The reason why the natural rate can change over time (or differ across countries) is because of changes or differences in economic policies that impact frictional unemployment (the ease with which firms can layoff workers, the ability and incentive for laid-of workers to find jobs, the adequacy of job retraining programs, the ease with which unemployed workers can link up with firms that have job vacancies) or structural unemployment (technological changes that impact industries, the education and retraining programs available to support workers in obsolete industries, the level of inter-generational mobility (how does the layoff affect the education and income prospects of the laid-of worker's children).

Policies to Lower the Natural Rate

Lower minimum wages: Helps reduce the job losing rate.
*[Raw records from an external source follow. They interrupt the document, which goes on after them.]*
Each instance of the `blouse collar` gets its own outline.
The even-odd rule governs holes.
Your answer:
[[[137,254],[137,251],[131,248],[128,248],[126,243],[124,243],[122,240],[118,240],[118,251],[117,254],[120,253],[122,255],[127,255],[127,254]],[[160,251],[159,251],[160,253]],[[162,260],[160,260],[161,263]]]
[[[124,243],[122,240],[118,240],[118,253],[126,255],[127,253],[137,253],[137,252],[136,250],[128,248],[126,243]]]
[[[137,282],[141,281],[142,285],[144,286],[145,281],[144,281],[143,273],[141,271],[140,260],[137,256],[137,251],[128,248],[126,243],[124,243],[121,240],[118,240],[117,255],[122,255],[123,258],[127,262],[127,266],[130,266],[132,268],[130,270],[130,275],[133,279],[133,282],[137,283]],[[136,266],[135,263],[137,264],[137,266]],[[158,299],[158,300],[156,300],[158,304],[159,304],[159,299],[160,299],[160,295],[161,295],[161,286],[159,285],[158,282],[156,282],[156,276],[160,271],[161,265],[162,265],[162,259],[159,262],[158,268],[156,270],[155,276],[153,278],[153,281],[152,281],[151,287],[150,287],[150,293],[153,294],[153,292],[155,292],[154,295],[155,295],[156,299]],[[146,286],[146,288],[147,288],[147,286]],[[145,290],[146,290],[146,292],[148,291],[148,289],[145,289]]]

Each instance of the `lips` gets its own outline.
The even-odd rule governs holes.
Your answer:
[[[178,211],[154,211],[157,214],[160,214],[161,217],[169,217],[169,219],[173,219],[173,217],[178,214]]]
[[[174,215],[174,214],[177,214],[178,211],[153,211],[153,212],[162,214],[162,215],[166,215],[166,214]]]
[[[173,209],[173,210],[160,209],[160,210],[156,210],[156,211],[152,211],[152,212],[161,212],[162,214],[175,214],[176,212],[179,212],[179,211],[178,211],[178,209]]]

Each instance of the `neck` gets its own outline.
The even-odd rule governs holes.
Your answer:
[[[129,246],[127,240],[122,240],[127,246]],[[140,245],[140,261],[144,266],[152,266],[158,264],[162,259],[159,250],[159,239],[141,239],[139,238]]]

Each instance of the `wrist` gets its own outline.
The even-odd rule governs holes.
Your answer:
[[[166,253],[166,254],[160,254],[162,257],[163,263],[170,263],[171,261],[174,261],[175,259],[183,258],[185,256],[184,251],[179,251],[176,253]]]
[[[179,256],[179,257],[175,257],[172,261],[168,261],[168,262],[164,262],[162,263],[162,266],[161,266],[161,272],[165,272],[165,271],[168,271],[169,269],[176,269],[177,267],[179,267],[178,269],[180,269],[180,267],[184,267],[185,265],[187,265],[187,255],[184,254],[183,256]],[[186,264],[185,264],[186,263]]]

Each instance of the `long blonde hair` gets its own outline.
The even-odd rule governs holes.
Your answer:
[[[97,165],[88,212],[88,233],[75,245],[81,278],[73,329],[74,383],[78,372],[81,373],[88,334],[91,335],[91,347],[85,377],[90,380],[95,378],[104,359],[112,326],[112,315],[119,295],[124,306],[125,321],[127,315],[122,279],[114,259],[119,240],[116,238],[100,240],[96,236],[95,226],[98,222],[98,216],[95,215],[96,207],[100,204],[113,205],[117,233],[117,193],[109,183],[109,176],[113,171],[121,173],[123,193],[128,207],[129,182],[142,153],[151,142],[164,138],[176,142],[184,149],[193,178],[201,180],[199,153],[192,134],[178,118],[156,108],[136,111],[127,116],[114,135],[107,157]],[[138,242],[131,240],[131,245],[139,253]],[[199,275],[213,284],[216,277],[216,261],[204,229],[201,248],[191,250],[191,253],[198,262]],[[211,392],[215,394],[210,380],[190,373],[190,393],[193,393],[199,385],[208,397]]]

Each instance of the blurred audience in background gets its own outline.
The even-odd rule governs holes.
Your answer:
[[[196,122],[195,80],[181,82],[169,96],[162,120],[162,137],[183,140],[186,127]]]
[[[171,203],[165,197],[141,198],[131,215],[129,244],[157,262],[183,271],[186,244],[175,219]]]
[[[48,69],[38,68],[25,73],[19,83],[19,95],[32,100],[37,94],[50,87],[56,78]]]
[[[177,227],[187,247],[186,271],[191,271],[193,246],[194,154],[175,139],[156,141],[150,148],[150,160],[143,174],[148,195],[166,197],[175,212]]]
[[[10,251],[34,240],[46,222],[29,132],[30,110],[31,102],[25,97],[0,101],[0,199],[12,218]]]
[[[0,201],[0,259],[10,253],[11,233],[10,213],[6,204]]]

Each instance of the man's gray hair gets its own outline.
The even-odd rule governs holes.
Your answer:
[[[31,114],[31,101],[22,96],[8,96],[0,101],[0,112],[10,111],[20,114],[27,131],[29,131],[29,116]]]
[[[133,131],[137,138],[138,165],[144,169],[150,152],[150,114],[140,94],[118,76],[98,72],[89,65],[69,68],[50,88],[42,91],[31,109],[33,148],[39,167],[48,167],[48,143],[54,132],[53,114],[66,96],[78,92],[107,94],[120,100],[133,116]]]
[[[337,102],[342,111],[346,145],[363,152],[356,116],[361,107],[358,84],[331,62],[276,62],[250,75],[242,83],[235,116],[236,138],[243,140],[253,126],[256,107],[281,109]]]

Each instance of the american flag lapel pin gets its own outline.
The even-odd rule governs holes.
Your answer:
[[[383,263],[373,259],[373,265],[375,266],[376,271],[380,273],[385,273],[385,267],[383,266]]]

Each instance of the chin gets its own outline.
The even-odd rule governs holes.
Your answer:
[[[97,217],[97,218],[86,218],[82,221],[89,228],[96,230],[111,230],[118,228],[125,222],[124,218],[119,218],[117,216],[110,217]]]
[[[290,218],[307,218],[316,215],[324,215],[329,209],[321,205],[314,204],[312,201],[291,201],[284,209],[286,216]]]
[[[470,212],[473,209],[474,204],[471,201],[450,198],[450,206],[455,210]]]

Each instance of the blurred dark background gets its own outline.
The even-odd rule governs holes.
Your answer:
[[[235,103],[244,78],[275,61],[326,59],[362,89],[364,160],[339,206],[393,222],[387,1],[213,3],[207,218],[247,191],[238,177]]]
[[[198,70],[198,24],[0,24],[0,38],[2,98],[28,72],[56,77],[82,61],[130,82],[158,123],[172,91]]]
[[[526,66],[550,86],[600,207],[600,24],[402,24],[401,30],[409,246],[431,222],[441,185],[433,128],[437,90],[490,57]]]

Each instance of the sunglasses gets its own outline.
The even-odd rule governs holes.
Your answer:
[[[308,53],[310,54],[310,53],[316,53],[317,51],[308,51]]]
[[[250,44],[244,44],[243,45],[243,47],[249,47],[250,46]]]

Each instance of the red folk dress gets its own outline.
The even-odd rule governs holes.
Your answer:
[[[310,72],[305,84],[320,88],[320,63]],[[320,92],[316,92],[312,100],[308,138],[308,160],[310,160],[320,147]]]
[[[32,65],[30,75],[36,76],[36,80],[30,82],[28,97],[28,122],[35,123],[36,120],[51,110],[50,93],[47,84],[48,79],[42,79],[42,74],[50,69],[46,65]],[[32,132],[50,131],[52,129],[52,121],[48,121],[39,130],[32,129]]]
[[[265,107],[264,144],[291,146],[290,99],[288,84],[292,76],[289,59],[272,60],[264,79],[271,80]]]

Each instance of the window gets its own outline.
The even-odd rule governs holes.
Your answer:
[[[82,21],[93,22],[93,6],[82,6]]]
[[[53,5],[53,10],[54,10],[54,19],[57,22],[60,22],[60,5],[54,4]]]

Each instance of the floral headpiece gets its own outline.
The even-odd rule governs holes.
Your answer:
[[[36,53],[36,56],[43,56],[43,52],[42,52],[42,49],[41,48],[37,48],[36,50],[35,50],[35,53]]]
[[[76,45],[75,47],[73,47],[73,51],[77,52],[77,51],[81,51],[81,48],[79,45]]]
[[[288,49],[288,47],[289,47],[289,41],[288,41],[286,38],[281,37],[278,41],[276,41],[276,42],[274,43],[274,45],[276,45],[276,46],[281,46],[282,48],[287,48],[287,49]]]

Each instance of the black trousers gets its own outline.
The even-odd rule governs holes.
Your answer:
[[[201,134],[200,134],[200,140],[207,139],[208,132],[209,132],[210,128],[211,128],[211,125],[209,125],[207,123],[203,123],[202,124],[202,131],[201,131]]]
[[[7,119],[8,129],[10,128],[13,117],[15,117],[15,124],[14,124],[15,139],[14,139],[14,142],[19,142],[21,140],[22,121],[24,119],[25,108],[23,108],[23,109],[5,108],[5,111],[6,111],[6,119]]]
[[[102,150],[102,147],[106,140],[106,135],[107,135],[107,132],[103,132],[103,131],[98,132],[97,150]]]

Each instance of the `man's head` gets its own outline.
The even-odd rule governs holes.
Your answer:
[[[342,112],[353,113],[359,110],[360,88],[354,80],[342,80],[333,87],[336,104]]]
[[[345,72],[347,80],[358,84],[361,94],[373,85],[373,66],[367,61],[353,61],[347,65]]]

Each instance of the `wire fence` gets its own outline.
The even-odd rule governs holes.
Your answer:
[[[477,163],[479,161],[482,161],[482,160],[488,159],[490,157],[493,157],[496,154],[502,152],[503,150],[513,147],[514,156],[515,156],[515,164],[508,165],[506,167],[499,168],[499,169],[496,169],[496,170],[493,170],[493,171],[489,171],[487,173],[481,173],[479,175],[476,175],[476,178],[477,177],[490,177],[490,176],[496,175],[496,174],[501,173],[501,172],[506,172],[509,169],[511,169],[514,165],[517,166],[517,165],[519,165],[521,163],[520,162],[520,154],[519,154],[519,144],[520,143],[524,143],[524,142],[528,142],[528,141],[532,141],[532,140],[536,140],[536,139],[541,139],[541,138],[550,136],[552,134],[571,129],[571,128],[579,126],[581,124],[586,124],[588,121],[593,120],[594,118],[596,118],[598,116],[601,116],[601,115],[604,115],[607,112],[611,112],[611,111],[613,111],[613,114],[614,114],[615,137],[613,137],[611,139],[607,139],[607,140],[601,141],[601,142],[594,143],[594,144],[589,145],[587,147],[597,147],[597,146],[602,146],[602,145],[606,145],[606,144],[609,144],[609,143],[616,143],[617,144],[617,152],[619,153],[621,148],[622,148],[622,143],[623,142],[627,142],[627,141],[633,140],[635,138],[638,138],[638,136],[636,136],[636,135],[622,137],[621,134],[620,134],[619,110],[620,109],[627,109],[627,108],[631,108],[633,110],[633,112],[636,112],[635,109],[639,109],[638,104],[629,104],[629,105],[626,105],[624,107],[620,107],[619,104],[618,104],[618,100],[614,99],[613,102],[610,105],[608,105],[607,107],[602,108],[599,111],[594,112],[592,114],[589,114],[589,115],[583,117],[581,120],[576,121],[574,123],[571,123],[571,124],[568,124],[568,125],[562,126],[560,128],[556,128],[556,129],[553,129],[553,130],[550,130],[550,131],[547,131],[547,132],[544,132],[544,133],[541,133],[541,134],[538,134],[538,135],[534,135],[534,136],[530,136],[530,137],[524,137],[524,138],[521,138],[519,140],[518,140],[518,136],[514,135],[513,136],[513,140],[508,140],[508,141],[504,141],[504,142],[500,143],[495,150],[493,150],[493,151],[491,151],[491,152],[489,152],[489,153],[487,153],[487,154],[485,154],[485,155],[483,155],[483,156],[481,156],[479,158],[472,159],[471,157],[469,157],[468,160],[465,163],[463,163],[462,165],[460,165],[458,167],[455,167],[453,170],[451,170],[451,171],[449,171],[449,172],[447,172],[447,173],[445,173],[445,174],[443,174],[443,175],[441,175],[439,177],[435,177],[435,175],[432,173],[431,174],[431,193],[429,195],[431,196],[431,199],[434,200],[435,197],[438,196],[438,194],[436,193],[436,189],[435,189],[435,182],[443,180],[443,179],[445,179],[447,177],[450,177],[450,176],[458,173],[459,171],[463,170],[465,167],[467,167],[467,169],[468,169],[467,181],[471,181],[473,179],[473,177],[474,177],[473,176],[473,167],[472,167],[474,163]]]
If we think about it from the firm's point of view. During times of hardship, a firm may not have to let workers go if they can pay them a little bit less. This does not mean that the minimum wage is bad. As a society, we may be entitled to set a wage that is adequate for taking care of basic needs and set up a safety net for those who are unable to find jobs at that wage.

Better information: Set up job finding centers that allow workers to find potential matches, quickly and efficiently. Helps increase the job-finding rate.

Better training of workers: This can help in both reducing the job losing rate and in increasing the job finding rate.

Remove disincentives to work: Excessive unemployment benefits, strong labor market regulations, although improving the quality of life of the employed can bring about high unemployment through reductions in the job finding rate because of shortfalls in both labor supply and labor demand. Once again this does not mean that unemployment benefits or regulations that enhance worker's bargaining power with the employers are a bad thing - it is important to find the tradeoff between providing enough unemployment benefits to provide a safety net and providing so much that you are effectively providing a disincentive to gain employment.

Reductions in payroll taxes: Social Security is paid partly by the employer and partly by the employee. Lower payroll taxes may help reduce unemployment by reducing the cost of hiring workers and by increasing incentives for people to return to work.